CORN futures on the Chicago Board of Trade (CBOT) finished up on Monday. The MAY’11 contract closed at $7.776 up 8.0¢/bu and 17.5¢/bu over last week at this time. The DEC’11 contract closed at $6.572; up 4.25¢/bu and 11.75¢/bu over last report. Dwindling U.S. corn stocks continued to support corn futures. Unless corn exports slow the U.S. is treading thin ice and may run the risk of depleting its corn supplies before harvest amid stocks at their lowest levels since the 1930s. Good corn planting weather has helped producers get off to their best start yet as intentions show farmers plan to plant the second largest area to corn since World War II. Everybody and his brother are planting corn or cotton. Tight local corn supplies have encouraged the Chinese government to sell more off-quality wheat from government reserves for livestock feed. Funds bought more corn positions raising net long positions to their highest levels in four weeks after last week’s USDA stocks report. Funds continue to build long positions and if this keeps up any glitch in the corn supply will have a huge impact on prices. Fundamentally corn continues to show bullish strength.

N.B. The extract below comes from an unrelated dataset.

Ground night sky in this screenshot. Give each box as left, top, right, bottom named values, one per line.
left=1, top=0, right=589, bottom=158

SOYBEAN futures on the Chicago Board of Trade (CBOT) finished fell on Monday. The MAY’11 contract closed at $13.684/bu; down 23.75¢/bu and 15.75¢/bu lower than last Monday. NOV’11 soybean futures closed off 15.75¢/bu at $13.802/bu and 8.75¢/bu lower than last report. Soybeans saw their largest decline in a month, sliding almost 2% as South America reports a bumper crop harvest there and growing concerns that China may slow soybean imports. Early Monday Chinese officials said it is highly likely that some cargoes of soybeans will be deferred or even cancelled due to poor crush margins. Barge basis for soybeans was steady to weak early Monday amid slow grain movements and slack demand. Lower crude oil futures put pressure on soybeans, particularly on the soybean oil contract. Fundamentally soybeans are looking more bearish.

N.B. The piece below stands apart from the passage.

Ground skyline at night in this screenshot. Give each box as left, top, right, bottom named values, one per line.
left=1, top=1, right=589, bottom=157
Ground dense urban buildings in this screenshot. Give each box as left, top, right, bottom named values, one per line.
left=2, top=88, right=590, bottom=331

WHEAT futures in Chicago (CBOT) closed down on Monday with the exception of the nearby May contract. The MAY’11 wheat contract closed at $7.982/bu; up 0.75¢/bu and 8.25¢/bu over last report. JULY’11 futures finished down 0.5¢/bu at $8.316/bu but 5.0¢/bu higher than this time last week. Wheat prices were fairly firm on corn strength. However, prices were limited due to forecasts for rain in the U.S. Plains. Profit taking also weighed on prices. China said last Tuesday it will sell another significant portion of state wheat reserves because quality problems. This is the second such sale for animal feed production amid tight local corn supplies. India is yet to decide whether it will allow exports of wheat this year. Fundamentally wheat has some strength. Weather markets will begin to weigh in.